Harvard Business Review successfully adapts to the digital age
Adi Ignatius knew something was wrong when he was applying for the editor-in-chief’s job at Harvard Business Review in 2008, during the teeth of the Great Recession.
Business honchos regularly consult the publication, considered a bible for management advice. But the business review still hadn’t published a word about the recession, as Ignatius recalls. The reason? There was a six-month gestation time for many articles.
After he got the job, Ignatius and group publisher Josh Macht set out to drag this nearly 100-year-old publication into the new century. For the two Time magazine alumni, that meant beefing up the website and ensuring it offered the executives who log on extra management tools for their $99 annual, all-inclusive subscription.
The result has been a trend-defying 21 percent surge in paid circulation from 2010 — the year Ignatius and Macht first embarked on their digital strategy — to the magazine’s approximately 286,000 subscribers in 2015. That’s the highest level in its history.
“In the past, we were just acquiring and editing long-form features,” for the 10 print issues each year, Ignatius said. “We still do that, but now we’re shifting the content mix and creating a lot of digital content that didn’t even exist [back then].”
Print advertising has slumped at the Watertown-based Harvard Business Review, like it has at most other publications, Ignatius said.
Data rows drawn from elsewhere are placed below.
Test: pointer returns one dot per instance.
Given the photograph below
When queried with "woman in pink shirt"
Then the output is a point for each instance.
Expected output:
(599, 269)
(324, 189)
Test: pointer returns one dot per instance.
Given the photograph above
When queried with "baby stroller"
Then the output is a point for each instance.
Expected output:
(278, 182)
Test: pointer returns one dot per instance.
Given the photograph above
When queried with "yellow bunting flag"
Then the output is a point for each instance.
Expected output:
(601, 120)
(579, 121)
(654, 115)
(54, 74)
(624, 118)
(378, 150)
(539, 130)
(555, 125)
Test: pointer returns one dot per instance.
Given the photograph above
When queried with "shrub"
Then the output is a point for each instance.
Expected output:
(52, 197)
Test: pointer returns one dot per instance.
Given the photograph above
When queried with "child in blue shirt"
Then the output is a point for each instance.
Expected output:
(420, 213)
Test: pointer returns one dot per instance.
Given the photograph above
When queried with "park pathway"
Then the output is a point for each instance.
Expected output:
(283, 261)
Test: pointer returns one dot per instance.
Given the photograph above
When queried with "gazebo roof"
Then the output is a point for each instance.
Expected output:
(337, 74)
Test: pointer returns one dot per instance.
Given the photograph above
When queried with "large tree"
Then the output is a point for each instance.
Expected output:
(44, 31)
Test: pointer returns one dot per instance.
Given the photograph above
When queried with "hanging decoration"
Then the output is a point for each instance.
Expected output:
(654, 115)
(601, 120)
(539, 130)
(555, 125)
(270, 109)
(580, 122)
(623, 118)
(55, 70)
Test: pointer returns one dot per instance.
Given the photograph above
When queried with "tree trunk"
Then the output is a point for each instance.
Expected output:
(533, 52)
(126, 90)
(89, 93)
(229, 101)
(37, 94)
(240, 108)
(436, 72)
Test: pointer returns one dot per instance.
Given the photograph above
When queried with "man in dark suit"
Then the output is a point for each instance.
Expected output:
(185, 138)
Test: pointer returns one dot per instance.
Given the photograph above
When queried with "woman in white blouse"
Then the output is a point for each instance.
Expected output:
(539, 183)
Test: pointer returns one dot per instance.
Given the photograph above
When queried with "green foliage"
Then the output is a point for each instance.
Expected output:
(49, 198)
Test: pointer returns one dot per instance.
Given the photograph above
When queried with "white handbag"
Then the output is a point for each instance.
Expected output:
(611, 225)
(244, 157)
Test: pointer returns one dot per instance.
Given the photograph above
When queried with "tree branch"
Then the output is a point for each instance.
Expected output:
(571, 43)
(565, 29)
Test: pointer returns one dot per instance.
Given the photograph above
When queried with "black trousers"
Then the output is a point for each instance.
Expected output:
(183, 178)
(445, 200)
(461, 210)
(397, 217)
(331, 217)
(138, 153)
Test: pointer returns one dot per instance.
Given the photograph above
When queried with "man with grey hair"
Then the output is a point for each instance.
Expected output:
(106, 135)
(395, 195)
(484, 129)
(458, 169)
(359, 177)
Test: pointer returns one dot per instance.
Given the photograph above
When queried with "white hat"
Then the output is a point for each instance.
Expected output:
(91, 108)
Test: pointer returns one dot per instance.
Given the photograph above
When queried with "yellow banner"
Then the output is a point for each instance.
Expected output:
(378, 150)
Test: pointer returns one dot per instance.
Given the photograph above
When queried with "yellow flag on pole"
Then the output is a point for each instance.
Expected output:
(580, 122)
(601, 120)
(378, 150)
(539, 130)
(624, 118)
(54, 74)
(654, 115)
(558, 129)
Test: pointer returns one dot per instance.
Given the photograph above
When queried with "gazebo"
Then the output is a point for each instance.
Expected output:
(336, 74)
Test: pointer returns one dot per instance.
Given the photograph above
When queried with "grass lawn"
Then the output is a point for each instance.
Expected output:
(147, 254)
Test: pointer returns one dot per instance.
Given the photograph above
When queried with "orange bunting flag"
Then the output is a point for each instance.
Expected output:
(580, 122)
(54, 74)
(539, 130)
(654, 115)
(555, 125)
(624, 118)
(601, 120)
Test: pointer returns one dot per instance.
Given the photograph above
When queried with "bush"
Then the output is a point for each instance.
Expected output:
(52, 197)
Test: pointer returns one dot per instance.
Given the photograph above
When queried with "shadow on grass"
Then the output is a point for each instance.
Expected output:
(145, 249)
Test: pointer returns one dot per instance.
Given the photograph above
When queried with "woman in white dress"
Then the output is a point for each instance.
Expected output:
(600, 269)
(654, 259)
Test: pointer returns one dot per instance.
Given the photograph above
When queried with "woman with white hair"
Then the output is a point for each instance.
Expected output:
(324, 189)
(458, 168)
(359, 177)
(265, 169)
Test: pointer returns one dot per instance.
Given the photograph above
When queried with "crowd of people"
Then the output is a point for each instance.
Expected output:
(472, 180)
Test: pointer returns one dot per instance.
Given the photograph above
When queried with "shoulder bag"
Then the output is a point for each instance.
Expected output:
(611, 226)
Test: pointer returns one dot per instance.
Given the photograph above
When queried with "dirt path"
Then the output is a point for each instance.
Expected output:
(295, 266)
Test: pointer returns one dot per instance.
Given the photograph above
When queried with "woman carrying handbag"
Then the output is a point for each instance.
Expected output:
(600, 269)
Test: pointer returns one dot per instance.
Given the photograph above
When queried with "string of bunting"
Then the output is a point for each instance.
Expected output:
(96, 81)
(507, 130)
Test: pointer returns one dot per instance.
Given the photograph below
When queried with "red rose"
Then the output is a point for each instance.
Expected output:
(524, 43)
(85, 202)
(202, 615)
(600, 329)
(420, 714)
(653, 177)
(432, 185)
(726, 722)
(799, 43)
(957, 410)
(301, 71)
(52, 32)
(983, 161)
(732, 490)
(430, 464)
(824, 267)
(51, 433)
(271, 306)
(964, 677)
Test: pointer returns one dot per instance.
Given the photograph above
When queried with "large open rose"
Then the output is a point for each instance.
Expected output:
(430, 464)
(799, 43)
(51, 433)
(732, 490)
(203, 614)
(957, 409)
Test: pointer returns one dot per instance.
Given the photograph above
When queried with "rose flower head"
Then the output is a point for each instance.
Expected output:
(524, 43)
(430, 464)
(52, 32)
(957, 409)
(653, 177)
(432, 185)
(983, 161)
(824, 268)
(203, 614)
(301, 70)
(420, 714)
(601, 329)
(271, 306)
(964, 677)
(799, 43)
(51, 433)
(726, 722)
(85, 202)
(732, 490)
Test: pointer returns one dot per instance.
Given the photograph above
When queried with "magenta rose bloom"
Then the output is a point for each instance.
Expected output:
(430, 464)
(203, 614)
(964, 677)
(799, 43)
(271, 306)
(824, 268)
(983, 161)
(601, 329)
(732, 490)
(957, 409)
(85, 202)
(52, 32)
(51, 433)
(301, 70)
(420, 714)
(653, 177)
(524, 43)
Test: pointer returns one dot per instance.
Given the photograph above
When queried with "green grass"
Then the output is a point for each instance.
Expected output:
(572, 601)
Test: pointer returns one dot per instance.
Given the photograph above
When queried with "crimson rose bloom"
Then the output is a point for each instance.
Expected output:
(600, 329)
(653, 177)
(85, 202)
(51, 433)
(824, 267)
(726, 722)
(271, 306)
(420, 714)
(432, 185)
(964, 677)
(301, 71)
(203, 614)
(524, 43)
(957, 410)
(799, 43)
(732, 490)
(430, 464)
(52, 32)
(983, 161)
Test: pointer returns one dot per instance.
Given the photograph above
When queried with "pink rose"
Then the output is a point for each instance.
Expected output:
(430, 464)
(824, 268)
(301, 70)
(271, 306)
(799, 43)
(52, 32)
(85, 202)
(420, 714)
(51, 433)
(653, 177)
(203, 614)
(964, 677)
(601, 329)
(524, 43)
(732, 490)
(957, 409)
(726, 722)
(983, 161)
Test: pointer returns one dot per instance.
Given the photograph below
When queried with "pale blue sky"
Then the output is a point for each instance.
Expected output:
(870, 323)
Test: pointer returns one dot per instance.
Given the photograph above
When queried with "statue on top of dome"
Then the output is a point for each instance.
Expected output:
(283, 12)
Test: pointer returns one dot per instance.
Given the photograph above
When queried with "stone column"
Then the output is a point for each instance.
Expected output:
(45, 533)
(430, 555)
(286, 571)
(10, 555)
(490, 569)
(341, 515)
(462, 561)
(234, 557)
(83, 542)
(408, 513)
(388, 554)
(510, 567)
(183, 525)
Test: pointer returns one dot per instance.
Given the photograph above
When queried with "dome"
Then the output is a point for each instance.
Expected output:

But unlike most other publications, he said, digital sales have more than made up for the loss. Executives say they regularly post an annual operating surplus that then goes to Harvard Business School, which is affiliated with the publication.
Rick Edmonds, media business analyst at the Poynter Institute, noted that publications like HBR have an advantage over mainstream media outlets, in part because those subscriptions can often be charged as a business expense.
“The value proposition of the Harvard Business Review is that if you put some time into reading it, you’re going to find some things that will make you a smarter business person, a smarter manager,” Edmonds said.
But check out HBR.org now and you might have a hard time finding those long-form features from the last print edition. Instead, you’re greeted by a steady stream of quirky headlines that promise to change how you approach your job or your career. Think “How to Read a Book a Week” or “Hire the Best People, and Let Them Work from Wherever They Are” or maybe “4 Things That Sink New Executives, and How to Overcome Them.”
Some are posted by HBR editors. But many of them are written by unpaid contributors, academics and executives interested in using the site as a springboard to showcase their ideas.
Part of what Karen Firestone enjoys about the site is its sense of community. The chief executive at Aureus Asset Management in Boston writes a piece every six weeks or so, and she feels like she knows many of the people who comment on her columns.
“My feeling is that there are people all over the world who look at HBR every day and stay connected to it, and to each other through that,” Firestone said. “While it’s an academic institution in that it has ties to Harvard Business School, it also has a very broad readership that likes its accessible site.”
Ignatius and Macht oversaw a big website redesign in November 2014, in part to make it easier to read on people’s phones and to make it easier for readers to save and organize articles. Since that time, HBR has added a popular new feature called “My Library” that allows readers to download photos and graphics from stories that they can incorporate into their own presentations. And earlier this year, HBR started testing a new “tools library” featuring tip sheets, ranging from pricing a company’s services to running a meeting.
Back in 2010, Ignatius and Macht also redesigned the print edition, adding more references in the magazine to the website, and using more striking visual presentations, among other changes.
Harvard University owns HBR as part of its Harvard Business Publishing group, run by chief executive David Wan. The broader group’s 350-plus employees who now work in Watertown plan to relocate to Brighton later this month.
Harvard doesn’t make public HBR’s annual surplus that goes to the business school. But Harvard Business School’s 2014 annual report shows that overall revenue at Harvard Business Publishing rose to $194 million from $180 million. And its 2015 annual report will show another increase, to $203 million.
Athenahealth chief executive Jonathan Bush is one of the Harvard Business Review believers. He’s a regular print and online reader, and is part of a judging panel for the HBR McKinsey Awards, which recognizes the best articles published each year by the magazine.
“It covers smart topics that people care about or don’t yet know they care about,” Bush, whose health IT company is based in Watertown, said in an e-mail. “I’ve read it as long as I’ve been lucky enough to bump into it on a coffee table, in my mailbox, at an airport. . . . It brings a leadership lens to pragmatic issues.”